We took our Telemaster up again today, this time with two APMs on board. There were two aims with this flight. The first was to get an idea of how much two APMs would vary in their attitude and altitude solution, and the second was to test a new experimental GPS that one of the CanberraUAV team members received as a birthday present from his brother (his brother builds GPS modules for a living).
For the outback challenge competition we plan on having two APMs in our plane. The idea is that the mission control computer on the plane (a pandaboard) will constantly monitor both APMs and will switch over to the backup APM if the first one starts misbehaving. To do that we need to know how much variation between the two APMs we normally should expect, so we know when we should be thinking about switching between them. The logs from todays flight gives us some idea of what variance we should expect.
The setup we used today was that both APMs were connected via USB to the pandaboard, plus one of them was connected to the normal servos, receiver etc, and was used when we were in stabilise or loiter mode. Both APMs logged detailed telemetry to the SSD on the pandaboard via mavproxy.
Apart from being in slightly different positions in the plane, the only other differences between the two APMs were:
- one used a 5883L magnetometer and the other used a 5843.
- one was connected to the planes pitot tube airspeed sensor and the other wasn't
To analyse the results, I wrote a little graphing utility (mavgraph.py) for MAVLink logs, which I have put in the examples directory for pymavlink.The raw logs are here and here.
While looking at the results I found that the magnetometer on the 2nd APM hadn't initialised, which means its yaw and heading values are rubbish. We'll need to do more flights in the future after ensuring that both magnetometers initialise correctly. I'll also need to add a warning message to mavproxy for when the magnetometer doesn't produce good data.
Results
The first thing I wanted to look at was the roll/pitch solutions. Here is a typical graph for a short section of the flight.

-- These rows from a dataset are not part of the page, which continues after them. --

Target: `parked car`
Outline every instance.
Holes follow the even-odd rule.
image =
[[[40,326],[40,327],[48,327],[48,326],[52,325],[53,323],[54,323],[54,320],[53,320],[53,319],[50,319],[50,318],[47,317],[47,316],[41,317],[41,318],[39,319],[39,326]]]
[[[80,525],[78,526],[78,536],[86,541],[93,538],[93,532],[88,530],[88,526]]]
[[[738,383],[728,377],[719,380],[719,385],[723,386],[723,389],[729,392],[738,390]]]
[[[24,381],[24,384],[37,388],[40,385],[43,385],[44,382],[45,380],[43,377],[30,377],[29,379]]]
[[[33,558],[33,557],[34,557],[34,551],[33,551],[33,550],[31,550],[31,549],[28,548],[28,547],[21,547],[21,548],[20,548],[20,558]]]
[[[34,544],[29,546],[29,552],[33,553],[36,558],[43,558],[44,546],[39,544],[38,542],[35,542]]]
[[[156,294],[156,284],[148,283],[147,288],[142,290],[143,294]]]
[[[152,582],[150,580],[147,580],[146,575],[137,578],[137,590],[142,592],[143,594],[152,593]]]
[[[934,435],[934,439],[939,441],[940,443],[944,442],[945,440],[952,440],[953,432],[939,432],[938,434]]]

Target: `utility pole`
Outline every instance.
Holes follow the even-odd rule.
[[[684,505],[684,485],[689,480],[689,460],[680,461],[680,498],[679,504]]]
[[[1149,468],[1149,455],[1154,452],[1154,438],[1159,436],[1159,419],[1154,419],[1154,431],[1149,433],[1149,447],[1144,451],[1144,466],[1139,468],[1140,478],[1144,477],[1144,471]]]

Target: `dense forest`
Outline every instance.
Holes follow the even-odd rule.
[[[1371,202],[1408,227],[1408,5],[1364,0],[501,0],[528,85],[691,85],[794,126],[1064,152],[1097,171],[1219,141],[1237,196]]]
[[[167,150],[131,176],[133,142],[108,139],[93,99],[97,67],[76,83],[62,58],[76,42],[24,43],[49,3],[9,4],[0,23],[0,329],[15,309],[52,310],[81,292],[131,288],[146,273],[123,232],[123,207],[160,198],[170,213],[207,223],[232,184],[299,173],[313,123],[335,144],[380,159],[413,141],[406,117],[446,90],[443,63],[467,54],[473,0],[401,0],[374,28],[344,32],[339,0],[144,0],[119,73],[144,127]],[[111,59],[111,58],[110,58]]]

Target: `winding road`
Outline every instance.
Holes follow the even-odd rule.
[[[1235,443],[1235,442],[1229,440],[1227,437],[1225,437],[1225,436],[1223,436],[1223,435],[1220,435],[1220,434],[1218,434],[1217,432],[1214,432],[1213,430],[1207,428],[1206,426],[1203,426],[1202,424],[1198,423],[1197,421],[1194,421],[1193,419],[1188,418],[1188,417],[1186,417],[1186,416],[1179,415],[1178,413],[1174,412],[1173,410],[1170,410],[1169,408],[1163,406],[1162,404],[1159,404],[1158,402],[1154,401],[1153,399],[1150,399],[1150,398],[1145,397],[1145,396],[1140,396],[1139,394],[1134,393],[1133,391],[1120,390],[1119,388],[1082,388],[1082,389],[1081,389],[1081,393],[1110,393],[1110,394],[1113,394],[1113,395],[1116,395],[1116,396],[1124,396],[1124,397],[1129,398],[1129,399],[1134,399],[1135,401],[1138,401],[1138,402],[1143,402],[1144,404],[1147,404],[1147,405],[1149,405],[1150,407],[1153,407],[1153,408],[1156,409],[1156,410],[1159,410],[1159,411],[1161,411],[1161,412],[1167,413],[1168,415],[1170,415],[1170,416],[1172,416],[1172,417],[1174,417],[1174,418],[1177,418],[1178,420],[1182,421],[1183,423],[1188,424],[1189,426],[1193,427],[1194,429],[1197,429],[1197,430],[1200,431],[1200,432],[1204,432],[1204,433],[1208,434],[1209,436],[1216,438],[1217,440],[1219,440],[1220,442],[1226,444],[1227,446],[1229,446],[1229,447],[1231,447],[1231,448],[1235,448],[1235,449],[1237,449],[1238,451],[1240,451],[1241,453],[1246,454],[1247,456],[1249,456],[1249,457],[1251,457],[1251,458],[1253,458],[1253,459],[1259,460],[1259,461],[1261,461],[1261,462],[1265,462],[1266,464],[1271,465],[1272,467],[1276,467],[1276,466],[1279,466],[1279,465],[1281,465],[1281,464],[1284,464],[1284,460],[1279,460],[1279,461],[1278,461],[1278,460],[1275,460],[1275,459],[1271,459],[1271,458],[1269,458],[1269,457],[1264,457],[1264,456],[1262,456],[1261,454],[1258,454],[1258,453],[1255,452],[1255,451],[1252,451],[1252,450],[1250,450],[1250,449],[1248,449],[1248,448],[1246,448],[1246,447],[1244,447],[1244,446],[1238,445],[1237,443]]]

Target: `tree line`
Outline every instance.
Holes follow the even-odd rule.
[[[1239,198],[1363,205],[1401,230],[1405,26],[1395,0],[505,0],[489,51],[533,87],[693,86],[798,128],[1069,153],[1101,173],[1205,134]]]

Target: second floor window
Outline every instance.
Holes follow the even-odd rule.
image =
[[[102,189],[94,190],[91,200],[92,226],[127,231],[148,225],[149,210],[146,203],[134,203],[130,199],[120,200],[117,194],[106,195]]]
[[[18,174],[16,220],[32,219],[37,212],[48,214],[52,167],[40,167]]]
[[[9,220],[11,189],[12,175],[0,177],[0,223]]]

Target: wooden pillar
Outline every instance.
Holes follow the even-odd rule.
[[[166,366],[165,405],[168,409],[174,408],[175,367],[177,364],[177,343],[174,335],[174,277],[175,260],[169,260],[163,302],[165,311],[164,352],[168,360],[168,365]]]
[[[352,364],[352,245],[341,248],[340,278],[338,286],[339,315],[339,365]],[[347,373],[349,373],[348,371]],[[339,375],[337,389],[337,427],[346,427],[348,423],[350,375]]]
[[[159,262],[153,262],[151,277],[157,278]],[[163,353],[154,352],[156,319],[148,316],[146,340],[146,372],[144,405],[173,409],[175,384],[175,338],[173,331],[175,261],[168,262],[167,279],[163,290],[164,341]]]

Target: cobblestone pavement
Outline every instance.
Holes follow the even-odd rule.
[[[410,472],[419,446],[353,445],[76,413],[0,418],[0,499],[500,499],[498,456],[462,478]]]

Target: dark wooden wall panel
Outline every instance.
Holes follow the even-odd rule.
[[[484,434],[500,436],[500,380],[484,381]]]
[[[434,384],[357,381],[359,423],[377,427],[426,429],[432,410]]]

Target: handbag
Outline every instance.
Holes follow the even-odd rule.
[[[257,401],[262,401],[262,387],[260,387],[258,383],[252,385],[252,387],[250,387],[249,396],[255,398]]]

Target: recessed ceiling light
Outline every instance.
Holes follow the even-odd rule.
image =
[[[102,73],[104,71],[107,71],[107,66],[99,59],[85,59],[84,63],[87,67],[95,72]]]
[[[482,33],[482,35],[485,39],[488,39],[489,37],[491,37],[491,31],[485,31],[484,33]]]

The tracking between the two APMs was reasonable, although not as good as I had hoped for. The two IMUs will of course have had slightly different calibration, so we expect a constant offset, but the graph shows that the offset isn't constant. Sometimes the 2nd APM shows a larger roll, and sometimes the first one does.
The altitude solutions show a similar variance:
The VFR_HUD altitudes are from the two barometers, the GPS_RAW values are from the GPSes, both are in meters above sea level. The two height estimates tracked each other quite nicely, with the variance small enough not to bother a plane. A quadcopter hovering might have some problems at low altitude, but at the altitude we were flying at today (around 100m or so) it wasn't an issue for the Telemaster.

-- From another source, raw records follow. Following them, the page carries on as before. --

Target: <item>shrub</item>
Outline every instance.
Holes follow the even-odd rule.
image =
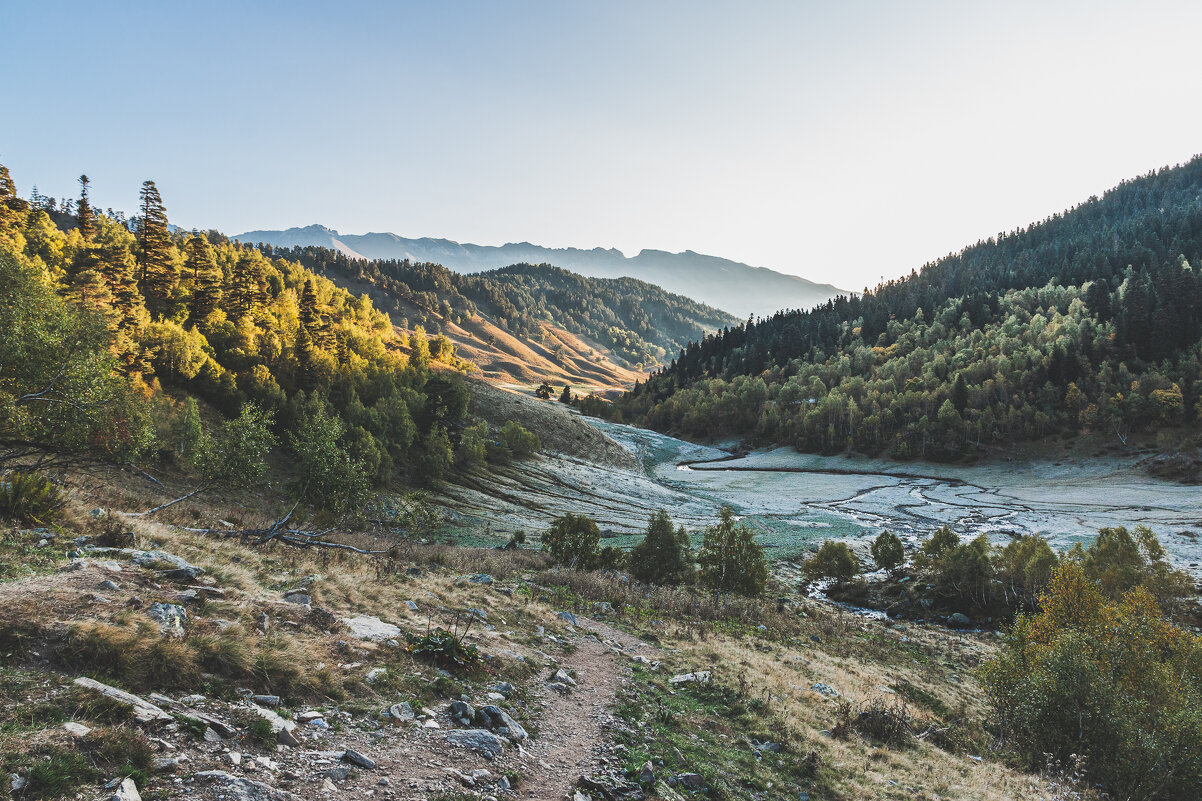
[[[0,480],[0,517],[44,526],[62,505],[62,493],[45,476],[14,470]]]
[[[896,570],[906,561],[902,541],[892,531],[882,531],[872,541],[872,560],[881,570]]]
[[[643,541],[630,551],[630,574],[644,584],[689,584],[696,577],[684,526],[672,527],[663,509],[651,515]]]
[[[361,514],[371,487],[363,464],[346,448],[346,427],[320,398],[307,407],[289,438],[297,494],[338,516]]]
[[[597,562],[597,544],[601,530],[587,515],[568,512],[556,518],[543,534],[543,550],[561,565],[576,570],[589,570]]]
[[[444,628],[428,631],[420,637],[415,634],[407,634],[406,638],[409,640],[407,650],[436,667],[446,670],[470,669],[480,663],[480,651],[474,644],[464,643],[466,635],[466,628],[459,636]]]
[[[501,426],[499,434],[501,441],[505,443],[505,447],[509,448],[510,452],[519,458],[530,456],[542,450],[543,446],[539,441],[538,434],[527,431],[516,420],[509,420],[505,425]]]
[[[716,526],[706,527],[697,562],[700,581],[714,591],[715,599],[724,592],[759,595],[768,583],[764,549],[750,528],[735,524],[735,512],[729,506],[718,512]]]
[[[1084,757],[1115,798],[1202,797],[1202,638],[1137,587],[1106,597],[1061,564],[982,669],[995,722],[1029,769]]]
[[[818,553],[805,561],[802,572],[810,581],[834,579],[837,584],[842,584],[860,572],[860,560],[847,543],[827,540]]]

The airspeed/groundspeed values were about what I expected:
the pitot tube produces a much noisier signal than the GPS does, and the two GPSes tracked each other quite nicely. The difference between the pitot and GPS readings could well have just been the wind, which was several meters/second.
I was curious to see if the raw gyro readings tracked each other. The MAVLink RAW_IMU packet allows us to see the raw sensor values before that are processed by the APM, and I wanted to see how much noise showed up:
They tracked better than I expected them to! I have the hardware sensor filters enabled on both IMUs, and I suspect this shows that those sensors are doing their job quite well.
We'll be looking at these log files a lot more closely in the coming weeks, but this quick look has already told us a lot of what we need to know for designing our OBC avionics, and working out how to do failover between the two APMs.